Maravilloso texto. Y otro de esos tantos y tantos Minotauros inencontrables.
En este caso yo creo que lo que procedería es una nueva traducción porque se ha quedado un poco vieja, pero ni siquiera en la edición de las cuatro novelas en “Las crónicas de Cornelius” se molestó Minotauro en retraducirla, tradujeron las inéditas, reciclaron la antigua y ya está.
Muchas gracias, me alegro de que te haya gustao la reseña!
Es increíble como consigues venderme cada libro que reseñas. Tendrías un gran futuro como comercial de drogas lisérgicas en el Sprawl de Gibson.

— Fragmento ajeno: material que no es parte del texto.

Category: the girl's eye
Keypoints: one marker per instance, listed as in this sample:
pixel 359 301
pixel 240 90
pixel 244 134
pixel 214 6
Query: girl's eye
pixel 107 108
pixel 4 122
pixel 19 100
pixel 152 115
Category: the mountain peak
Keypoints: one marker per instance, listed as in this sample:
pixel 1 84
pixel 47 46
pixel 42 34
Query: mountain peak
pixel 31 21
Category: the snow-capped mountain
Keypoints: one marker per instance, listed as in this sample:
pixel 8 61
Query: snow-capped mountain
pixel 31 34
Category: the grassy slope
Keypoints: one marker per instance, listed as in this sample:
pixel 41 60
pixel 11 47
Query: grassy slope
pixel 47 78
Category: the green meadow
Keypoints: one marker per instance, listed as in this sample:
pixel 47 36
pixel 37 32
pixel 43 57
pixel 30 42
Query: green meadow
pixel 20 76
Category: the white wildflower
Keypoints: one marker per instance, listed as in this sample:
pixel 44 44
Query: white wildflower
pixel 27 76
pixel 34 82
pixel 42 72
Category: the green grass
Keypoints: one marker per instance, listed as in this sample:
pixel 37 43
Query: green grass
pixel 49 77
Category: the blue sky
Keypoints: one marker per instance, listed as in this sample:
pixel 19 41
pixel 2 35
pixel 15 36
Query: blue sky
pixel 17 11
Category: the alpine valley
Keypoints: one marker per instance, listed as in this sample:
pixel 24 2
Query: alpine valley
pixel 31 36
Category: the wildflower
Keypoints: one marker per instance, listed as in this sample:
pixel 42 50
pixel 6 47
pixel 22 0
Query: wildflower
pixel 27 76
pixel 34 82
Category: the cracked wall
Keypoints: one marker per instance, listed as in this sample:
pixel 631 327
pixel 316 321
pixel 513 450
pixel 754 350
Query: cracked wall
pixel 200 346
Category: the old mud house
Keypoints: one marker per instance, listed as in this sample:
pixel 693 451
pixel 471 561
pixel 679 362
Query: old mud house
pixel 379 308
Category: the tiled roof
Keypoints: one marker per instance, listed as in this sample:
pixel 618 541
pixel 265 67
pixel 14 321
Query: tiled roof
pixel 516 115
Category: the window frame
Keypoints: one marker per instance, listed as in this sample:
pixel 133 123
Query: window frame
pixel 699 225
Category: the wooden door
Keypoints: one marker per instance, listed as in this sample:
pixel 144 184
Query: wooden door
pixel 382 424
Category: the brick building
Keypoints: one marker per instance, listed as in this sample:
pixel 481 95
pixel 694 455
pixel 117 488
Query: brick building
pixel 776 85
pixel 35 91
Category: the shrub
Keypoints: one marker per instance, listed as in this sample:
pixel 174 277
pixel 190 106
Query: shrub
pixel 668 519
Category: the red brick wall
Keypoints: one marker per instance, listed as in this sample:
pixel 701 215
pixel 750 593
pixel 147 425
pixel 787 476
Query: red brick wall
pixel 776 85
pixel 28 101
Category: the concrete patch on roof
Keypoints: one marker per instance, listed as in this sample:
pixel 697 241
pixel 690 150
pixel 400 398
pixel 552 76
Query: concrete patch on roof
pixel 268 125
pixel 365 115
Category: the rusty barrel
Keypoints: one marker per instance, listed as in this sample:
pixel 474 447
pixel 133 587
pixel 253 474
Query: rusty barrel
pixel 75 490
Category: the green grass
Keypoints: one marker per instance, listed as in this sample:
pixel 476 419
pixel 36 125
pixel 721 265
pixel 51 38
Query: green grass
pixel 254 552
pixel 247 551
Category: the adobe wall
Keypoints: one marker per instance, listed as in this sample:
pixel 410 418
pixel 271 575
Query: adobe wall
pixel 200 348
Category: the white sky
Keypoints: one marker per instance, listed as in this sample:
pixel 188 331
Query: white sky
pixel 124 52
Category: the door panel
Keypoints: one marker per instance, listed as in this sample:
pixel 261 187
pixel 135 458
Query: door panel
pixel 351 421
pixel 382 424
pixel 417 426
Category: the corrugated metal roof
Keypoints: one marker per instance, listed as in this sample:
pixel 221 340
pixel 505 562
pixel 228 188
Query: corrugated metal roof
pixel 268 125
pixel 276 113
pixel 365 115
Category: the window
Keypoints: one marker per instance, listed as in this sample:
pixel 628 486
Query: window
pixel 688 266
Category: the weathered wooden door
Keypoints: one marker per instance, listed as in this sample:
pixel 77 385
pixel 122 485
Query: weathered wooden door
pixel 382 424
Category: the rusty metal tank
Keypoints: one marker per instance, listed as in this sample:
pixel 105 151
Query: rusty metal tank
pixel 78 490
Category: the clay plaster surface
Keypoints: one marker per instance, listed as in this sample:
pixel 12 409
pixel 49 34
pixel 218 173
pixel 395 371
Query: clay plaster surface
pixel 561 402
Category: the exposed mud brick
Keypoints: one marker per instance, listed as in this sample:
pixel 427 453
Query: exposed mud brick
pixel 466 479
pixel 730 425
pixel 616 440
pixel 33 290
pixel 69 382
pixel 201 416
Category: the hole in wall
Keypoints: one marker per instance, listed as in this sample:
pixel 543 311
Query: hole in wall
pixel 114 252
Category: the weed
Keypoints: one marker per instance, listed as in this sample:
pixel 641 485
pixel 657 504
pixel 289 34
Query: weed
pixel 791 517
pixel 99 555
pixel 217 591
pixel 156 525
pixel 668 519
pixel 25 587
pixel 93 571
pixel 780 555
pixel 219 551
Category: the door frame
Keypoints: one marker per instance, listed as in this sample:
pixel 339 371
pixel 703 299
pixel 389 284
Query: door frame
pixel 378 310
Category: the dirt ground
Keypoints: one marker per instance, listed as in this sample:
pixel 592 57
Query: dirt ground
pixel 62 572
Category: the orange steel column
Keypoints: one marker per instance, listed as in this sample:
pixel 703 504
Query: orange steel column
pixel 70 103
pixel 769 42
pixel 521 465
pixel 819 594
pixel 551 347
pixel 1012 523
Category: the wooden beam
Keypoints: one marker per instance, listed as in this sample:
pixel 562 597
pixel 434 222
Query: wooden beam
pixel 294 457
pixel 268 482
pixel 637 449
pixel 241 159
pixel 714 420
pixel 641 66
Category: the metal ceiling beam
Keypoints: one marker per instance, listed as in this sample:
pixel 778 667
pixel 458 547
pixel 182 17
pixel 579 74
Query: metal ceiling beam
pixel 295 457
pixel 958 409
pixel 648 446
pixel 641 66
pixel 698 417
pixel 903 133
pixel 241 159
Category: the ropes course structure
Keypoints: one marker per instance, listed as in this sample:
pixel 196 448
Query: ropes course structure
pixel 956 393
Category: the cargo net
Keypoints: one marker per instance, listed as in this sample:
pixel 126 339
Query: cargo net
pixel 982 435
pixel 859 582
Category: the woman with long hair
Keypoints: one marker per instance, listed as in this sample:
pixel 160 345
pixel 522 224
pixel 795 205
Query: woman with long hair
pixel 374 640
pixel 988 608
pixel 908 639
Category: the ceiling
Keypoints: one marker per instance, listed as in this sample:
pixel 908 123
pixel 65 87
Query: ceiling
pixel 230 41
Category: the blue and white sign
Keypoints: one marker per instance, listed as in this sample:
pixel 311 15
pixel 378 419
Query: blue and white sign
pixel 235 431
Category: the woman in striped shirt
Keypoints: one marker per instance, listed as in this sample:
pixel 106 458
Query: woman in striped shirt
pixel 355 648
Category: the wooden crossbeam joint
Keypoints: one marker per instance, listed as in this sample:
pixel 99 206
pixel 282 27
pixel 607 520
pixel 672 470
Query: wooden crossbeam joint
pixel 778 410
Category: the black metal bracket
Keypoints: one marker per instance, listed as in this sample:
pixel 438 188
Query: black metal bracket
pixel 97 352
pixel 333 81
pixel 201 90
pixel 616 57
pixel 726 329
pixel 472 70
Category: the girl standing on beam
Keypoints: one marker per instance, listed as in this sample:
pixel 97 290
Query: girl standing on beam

https://www.youtube.com/watch?v=AhSFzbvwWBU
¡El vídeo es dinamita! Gracias por compartirlo
Vaya guinda que has puesto, si fuera más listo hubiera enlazado el video y me habría ahorrado la reseña XD.
Queremos más, siempre más. ¡No estamos para ahorrar!
(Youtube es lo peor… y -muy de vez en cuando- lo mejor).
¡¡¡¡¡¡!!!!!! ¡Un vídeo de MJH escalando! ¡Y en un momento de la entrevista le sale una mirada asesina!
Muchas gracias por el texto. Me ha interesado mucho. Ahora tendre que leerme la novela de Moorcock.
Disculpa el spam desvergonzado, pero si te interesa El Prisionero y la cultura de los 60 de la que tanto bebe Moorcock, quiza mi libro pueda interesarte.
https://appleheadteam.com/producto/no-soy-un-numero-un-viaje-por-la-cultura-popular-de-los-60-a-traves-de-el-prisionero/
En cualquier caso, felicidades por tu blog.
Hola Santi, muchas gracias, me alegro de que te gustara la reseña. Espero que la novela te guste si te animas con ella.
Respecto al desvergonzado spam, he de decir que gracias a un hilo tuyo en twitter acerca de las influencias literarias en El prisionero, descubrí “El mago” de John Fowles, que ha sido una de las novelas que más me han flipao en mi vida, así que por mi parte tienes barra libre para hacer todo el spam que gustes. Y por supuesto, tengo tu libro en el punto de mira desde hace tiempo, que soy fan de la serie.
Ya que estoy:
https://pmpress.org/index.php?l=product_detail&p=1201
[NOVEMBER coupon 50%].
Me lo estoy pensando, porque luego lo mismo me crujen con las aduanas y demás patrañas post-trumpistas…
(Por si le puede interesar a alguien por estos lares).
Tiene pintarraca y creo que sale en noviembre, no vas a tener problemas de aduana para pedirlo, acabo de ver en el Colmado del Mal que lo tienen disponible para la semana que viene.
¡Viva el mal, viva el Colmado del Mal!